Across these three cases, several operational constants emerge. First, contested provenance from front media with opaque funding (Czechia) to impersonation videos (Poland) and AI-assisted audio (Slovakia) remains the essential tactic for blending manipulative content into domestic information streams. Second, timing is strategic: assets activate in the short windows when fact-checking and moderation lag have the greatest payoff (Meaker 2023; EUvsDisinfo 2025). Third, institutional learning has accelerated. Czech intelligence disclosures and sanctions, OSCE/ODIHR’s cycle of election-reporting in Slovakia, and Poland’s NASK-led pre-election posture all fed into a broader EU response: blacklisting the Voice of Europe network, hardening legal tools against hybrid campaigns, and publishing iterative, data-driven FIMI threat assessments (Council of the EU 2024a; Council of the EU 2024b; EEAS 2025).

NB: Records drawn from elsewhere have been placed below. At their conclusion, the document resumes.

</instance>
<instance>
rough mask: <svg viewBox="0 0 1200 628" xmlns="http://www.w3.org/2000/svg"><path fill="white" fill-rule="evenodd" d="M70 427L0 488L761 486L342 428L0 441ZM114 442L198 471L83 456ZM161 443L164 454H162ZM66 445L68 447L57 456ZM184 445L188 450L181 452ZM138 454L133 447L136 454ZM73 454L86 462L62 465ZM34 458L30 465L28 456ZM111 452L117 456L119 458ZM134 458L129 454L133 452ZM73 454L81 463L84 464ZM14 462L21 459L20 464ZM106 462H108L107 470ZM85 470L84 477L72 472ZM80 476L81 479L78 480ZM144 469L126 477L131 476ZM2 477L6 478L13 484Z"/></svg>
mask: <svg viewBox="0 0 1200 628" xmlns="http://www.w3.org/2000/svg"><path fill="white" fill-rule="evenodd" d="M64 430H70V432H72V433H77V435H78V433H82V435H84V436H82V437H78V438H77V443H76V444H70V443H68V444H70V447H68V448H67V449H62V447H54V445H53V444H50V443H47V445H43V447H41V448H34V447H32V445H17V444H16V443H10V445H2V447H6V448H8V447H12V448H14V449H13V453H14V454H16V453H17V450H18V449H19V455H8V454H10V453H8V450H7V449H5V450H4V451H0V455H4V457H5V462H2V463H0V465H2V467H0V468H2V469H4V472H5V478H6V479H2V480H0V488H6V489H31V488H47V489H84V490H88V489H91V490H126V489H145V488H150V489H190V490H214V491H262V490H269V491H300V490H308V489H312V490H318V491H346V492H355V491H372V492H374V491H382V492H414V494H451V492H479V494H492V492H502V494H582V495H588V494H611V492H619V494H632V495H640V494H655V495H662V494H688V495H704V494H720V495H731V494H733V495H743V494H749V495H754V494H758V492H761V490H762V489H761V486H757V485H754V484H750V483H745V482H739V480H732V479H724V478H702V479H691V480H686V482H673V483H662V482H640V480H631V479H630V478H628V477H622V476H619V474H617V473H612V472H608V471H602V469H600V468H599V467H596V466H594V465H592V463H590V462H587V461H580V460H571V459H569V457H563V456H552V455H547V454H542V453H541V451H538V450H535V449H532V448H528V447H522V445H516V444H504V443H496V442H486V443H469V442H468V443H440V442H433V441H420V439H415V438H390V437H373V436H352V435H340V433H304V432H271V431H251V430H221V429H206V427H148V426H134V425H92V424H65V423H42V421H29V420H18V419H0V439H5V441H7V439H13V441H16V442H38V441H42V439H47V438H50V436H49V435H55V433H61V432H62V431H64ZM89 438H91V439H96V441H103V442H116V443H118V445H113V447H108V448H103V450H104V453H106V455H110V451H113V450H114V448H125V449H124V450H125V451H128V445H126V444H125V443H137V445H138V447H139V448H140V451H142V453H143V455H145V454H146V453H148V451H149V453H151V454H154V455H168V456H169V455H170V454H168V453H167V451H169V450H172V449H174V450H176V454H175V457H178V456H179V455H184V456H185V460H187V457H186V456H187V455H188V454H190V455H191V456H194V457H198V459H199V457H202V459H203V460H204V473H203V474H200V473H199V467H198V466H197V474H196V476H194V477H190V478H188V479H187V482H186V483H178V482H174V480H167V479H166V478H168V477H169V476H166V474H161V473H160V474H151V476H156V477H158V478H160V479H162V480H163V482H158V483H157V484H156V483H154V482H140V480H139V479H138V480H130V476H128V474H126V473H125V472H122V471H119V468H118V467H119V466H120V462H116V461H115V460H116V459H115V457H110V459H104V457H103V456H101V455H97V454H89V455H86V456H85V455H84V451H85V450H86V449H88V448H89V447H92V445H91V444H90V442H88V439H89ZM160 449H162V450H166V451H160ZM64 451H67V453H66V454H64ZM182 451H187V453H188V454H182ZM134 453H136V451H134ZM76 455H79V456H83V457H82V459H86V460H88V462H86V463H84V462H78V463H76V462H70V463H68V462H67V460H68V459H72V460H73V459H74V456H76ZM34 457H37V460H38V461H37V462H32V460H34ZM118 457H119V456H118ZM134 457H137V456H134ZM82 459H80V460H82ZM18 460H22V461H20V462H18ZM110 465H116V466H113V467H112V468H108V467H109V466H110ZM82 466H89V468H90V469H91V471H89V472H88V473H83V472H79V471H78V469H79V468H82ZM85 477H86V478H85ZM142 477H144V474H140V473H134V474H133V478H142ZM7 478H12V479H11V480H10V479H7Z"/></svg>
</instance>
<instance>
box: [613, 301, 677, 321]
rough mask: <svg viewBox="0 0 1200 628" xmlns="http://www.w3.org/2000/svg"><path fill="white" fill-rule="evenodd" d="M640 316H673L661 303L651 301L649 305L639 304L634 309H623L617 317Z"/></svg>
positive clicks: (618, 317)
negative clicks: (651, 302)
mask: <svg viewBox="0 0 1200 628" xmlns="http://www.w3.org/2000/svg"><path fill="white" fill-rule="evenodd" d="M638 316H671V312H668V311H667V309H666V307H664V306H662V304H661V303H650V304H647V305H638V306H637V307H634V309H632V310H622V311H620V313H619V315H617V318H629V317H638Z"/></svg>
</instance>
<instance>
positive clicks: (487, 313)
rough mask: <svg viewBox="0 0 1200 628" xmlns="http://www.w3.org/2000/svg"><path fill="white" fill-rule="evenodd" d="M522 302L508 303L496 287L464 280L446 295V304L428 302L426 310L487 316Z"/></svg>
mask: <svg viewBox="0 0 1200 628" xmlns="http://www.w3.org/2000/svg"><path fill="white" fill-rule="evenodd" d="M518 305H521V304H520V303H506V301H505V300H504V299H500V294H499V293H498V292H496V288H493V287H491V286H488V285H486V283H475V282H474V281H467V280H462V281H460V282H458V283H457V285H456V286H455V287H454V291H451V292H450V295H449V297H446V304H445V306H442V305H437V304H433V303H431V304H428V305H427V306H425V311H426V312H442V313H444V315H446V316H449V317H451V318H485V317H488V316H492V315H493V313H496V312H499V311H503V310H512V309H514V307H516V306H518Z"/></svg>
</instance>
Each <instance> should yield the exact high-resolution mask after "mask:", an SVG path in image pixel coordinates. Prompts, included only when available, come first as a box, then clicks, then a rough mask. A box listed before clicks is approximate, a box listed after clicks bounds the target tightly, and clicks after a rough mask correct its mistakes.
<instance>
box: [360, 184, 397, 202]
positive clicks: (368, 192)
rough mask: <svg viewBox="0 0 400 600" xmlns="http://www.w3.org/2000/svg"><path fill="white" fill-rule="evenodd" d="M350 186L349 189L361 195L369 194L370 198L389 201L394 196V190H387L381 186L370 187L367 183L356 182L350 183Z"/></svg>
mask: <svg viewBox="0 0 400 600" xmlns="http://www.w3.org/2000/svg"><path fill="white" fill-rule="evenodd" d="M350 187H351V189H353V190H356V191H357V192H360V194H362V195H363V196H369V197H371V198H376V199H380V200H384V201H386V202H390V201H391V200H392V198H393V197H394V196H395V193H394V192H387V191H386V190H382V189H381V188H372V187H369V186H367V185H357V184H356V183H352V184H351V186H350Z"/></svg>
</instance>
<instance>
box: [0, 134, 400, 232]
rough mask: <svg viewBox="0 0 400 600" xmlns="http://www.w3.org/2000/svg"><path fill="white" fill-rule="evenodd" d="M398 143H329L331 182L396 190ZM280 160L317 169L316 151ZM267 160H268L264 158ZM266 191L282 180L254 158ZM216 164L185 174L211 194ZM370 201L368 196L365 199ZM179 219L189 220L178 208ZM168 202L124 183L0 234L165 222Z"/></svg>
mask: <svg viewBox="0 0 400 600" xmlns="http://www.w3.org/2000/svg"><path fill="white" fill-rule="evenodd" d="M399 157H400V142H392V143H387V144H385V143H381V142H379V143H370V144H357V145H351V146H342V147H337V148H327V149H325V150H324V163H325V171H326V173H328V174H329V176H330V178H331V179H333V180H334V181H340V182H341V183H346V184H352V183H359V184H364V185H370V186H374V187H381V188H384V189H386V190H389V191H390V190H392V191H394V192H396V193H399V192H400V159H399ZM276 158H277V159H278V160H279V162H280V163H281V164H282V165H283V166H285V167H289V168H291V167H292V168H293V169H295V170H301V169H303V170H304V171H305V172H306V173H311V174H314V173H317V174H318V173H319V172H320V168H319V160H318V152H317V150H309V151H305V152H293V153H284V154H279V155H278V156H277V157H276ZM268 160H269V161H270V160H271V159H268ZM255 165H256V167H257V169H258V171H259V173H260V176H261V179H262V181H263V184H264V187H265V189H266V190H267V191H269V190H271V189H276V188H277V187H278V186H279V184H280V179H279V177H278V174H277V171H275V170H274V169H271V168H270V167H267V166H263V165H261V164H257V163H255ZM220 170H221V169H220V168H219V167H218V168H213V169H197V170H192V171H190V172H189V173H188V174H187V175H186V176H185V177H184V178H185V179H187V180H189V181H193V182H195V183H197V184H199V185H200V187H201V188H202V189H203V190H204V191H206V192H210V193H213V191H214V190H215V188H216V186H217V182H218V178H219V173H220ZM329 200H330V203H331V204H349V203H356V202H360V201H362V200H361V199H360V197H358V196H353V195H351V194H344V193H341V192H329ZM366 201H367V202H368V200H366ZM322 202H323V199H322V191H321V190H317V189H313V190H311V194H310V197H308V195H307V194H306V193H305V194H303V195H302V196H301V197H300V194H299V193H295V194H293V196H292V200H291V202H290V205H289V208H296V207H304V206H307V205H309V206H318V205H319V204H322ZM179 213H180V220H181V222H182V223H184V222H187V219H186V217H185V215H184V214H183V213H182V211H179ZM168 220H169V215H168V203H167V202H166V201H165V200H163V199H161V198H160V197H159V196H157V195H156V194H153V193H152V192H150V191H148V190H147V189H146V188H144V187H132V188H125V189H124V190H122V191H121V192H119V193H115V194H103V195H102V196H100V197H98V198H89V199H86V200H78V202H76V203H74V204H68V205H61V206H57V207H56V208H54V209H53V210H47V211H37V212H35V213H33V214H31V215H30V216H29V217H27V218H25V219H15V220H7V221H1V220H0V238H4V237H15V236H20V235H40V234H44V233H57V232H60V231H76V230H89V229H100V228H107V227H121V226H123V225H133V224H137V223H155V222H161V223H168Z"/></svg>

5. Conclusion: Defending Democracy in the Cognitive Era

The Kremlin’s hybrid interference in the Baltic States underscores a central paradox of modern democracy: its openness and pluralism, while sources of strength, also provide vectors for exploitation. Russian influence operations have evolved from blunt propaganda to nuanced, integrated campaigns that blur the line between internal dissent and foreign manipulation.

Russia’s intensified activity in the Baltic region after its invasion of Ukraine in 2022 reflects both strategic necessity and geopolitical reprioritization. Facing unprecedented sanctions, international isolation, and a faltering military campaign, the Kremlin has sought to destabilize neighboring NATO and EU member states through non-military means. The Baltic States – historically part of the Soviet sphere and home to sizable Russian-speaking minorities – have become key targets in this campaign. Their vocal support for Ukraine, leadership in advocating tougher EU sanctions, and provision of military aid to Kyiv have placed them squarely in Moscow’s ideological and strategic crosshairs. According to Lithuania’s State Security Department, the Kremlin increasingly views the region not merely as a buffer zone but as a battleground for influence within Europe itself. Hybrid tactics – including cyberattacks, disinformation, and influence operations – allow Russia to project power and retaliate without direct confrontation. The Baltic states’ geographical proximity and historical memory make them especially susceptible to information warfare, which Russia uses to foment internal divisions, question the legitimacy of their political institutions, and erode public trust. This escalation is not merely tactical but also symbolic: it is intended to demonstrate that no amount of Euro-Atlantic integration can insulate a post-Soviet state from Russian reach.

Yet, the Baltic response – grounded in institutional innovation, civic resilience, and international solidarity – offers a model for democratic adaptation. As the EU and NATO recalibrate their defenses for the cognitive era, the Baltic experience should inform wider strategies to protect electoral integrity across Europe and beyond.

Ultimately, this contest is not merely about elections but about the future of governance in a digitally interconnected world. Safeguarding democracy requires sustained investment in media literacy, electoral transparency, and a vigilant, informed citizenry.

The evidence from 2023-2024 suggests that institutional verifiability, regulatory hygiene in the information space, and civic literacy rather than content takedowns alone are the most reliable predictors of electoral resilience in small democracies targeted by modular trust-corrosion.